If Germany’s economic model is the future of Europe, we should all be quite troubled. But that is where we seem to be going. The apparently successful re-election campaign of Angela Merkel, the Christian Democrat chancellor, promises “Germany’s future in good hands”. More, in other words, of the same. The policy response to the eurozone crisis is likely to remain a programme to induce member states to follow Germany’s path to competitiveness: cutting the cost of labour. Make no mistake; that has been the basis of the nation’s export success in the past dozen years; and exports have been its sole consistent source of growth in that period. But low wages are not the basis on which a rich nation should compete.

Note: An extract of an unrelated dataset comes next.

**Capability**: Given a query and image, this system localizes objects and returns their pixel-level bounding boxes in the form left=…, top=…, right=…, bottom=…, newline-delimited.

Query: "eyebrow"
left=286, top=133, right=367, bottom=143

Since 2003 a falling unemployment rate has been the consequence of the creation of a large number of low-wage and part-time or flexitime jobs, without the benefits and protections afforded earlier postwar generations. Germany now has the highest proportion of low-wage workers relative to the national median income in western Europe. Average wages increased by more than inflation and productivity growth in the past year for the first time after more than a decade of stagnation.
Ideally, a wealthy country should stay competitive through research and development, and capital investment. Instead, total gross fixed investment has fallen steadily in Germany, from 24 per cent to less than 18 per cent of gross domestic product, since 1991. The recent OECD Economic Survey of Germany states that German investment has been persistently well below the rate of the rest of the Group of Seven leading economies since 2001 (and not just because of the bubbles of the mid-2000s in the US and UK). Even the employment mini-miracle and export boom since 2003 were not enough to induce German businesses to increase investment – and public infrastructure investment has been even more lacking.